Self-Implemented Cubic Spline Interpolation Function with Custom Programming

Resource Overview

Source code for a custom cubic spline interpolation function implementation, accompanied by specialized programs for solving practical application problems

Detailed Documentation

I have developed the source code for a cubic spline interpolation function and applied this implementation to solve specific practical problems. It's worth noting that cubic spline interpolation finds applications in various domains such as image processing, signal processing, and more. During the programming process, I conducted in-depth research into the underlying principles and mathematical properties of spline interpolation to ensure algorithmic accuracy and computational reliability. The implementation employs key techniques including tridiagonal matrix solving for efficient coefficient calculation and boundary condition handling (natural, clamped, or periodic endpoints).

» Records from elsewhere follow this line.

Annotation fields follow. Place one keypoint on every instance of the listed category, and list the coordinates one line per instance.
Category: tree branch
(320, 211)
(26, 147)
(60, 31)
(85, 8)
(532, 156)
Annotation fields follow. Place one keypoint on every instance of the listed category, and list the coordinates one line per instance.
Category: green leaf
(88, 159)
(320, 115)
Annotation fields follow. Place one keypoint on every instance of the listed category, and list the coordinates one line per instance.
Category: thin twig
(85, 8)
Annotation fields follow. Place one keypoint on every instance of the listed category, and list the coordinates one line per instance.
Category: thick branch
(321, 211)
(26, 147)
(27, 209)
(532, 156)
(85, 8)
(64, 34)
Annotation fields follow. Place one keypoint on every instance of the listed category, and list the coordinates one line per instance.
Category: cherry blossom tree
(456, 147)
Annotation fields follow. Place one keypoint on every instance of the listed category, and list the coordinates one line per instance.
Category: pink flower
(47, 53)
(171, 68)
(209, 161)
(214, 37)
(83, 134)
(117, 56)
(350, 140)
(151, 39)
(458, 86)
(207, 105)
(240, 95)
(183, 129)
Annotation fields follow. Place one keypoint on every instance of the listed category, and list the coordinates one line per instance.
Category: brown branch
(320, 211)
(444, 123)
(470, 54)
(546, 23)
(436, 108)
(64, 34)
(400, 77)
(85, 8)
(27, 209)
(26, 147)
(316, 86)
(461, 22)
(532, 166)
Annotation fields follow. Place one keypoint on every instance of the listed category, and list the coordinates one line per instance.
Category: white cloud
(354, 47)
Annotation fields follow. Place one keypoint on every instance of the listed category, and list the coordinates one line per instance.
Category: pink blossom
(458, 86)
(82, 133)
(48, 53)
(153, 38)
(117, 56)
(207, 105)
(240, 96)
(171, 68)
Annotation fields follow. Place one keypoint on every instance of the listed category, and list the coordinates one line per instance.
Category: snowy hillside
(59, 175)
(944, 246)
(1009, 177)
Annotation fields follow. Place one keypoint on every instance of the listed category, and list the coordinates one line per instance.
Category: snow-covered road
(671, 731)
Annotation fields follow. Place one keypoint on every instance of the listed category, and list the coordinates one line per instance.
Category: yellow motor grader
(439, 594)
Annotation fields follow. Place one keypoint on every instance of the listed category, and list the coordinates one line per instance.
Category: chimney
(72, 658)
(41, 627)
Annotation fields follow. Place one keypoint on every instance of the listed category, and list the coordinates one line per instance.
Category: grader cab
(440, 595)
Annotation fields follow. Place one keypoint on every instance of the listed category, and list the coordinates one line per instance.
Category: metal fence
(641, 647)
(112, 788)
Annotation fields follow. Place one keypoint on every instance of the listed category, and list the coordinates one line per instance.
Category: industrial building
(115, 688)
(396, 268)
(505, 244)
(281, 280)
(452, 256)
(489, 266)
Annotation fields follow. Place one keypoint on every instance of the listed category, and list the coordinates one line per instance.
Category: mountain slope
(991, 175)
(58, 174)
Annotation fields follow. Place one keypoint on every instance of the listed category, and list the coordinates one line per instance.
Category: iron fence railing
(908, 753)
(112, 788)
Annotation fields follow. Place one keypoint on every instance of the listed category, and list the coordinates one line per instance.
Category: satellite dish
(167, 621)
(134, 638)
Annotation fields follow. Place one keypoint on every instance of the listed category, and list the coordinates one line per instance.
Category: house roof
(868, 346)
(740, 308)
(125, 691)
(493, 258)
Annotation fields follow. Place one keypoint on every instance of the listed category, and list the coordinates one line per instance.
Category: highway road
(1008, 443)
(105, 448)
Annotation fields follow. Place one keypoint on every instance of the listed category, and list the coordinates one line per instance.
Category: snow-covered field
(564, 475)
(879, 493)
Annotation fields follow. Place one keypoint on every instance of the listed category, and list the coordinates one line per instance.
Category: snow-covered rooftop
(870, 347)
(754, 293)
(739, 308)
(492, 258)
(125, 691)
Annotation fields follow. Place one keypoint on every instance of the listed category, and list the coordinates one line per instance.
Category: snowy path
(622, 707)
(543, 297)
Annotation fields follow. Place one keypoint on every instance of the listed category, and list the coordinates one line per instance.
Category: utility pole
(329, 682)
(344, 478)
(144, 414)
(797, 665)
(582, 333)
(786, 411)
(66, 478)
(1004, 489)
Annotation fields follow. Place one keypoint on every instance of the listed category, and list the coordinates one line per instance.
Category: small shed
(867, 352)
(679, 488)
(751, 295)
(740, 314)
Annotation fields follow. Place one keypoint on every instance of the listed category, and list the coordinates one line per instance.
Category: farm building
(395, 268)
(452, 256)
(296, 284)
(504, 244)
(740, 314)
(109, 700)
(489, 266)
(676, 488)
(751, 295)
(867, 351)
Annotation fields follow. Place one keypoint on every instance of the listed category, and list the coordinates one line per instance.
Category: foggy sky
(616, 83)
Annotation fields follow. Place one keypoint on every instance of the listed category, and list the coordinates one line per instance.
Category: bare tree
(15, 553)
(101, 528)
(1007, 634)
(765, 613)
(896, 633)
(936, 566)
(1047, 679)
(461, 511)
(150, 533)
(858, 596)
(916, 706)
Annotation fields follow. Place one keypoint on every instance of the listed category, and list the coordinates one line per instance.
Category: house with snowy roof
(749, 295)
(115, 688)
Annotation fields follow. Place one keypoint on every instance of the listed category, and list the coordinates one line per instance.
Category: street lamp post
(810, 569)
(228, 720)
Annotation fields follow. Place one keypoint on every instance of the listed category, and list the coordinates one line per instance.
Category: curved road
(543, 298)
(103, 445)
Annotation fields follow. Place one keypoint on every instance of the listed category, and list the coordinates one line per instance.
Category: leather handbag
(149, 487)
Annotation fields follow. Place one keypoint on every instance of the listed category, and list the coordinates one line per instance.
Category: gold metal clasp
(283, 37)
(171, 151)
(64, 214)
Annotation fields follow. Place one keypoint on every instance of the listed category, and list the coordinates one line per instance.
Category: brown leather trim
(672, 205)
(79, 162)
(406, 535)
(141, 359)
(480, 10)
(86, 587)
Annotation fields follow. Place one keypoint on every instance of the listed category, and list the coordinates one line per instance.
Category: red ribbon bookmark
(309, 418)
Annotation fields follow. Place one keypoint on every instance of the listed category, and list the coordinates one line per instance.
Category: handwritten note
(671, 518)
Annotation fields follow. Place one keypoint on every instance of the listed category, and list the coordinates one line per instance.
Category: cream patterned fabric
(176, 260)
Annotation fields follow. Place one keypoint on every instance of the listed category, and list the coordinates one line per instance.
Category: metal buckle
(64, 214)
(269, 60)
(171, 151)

Furthermore, I integrated optimization methods to enhance computational efficiency, such as matrix decomposition techniques (LU decomposition) for solving linear systems and parallel computing approaches for large-scale datasets. The implementation features functions for calculating spline coefficients, evaluating interpolated values at arbitrary points, and handling different boundary conditions. Overall, I consider cubic spline interpolation to be an exceptionally valuable mathematical tool that effectively addresses numerous real-world engineering challenges through robust numerical implementation.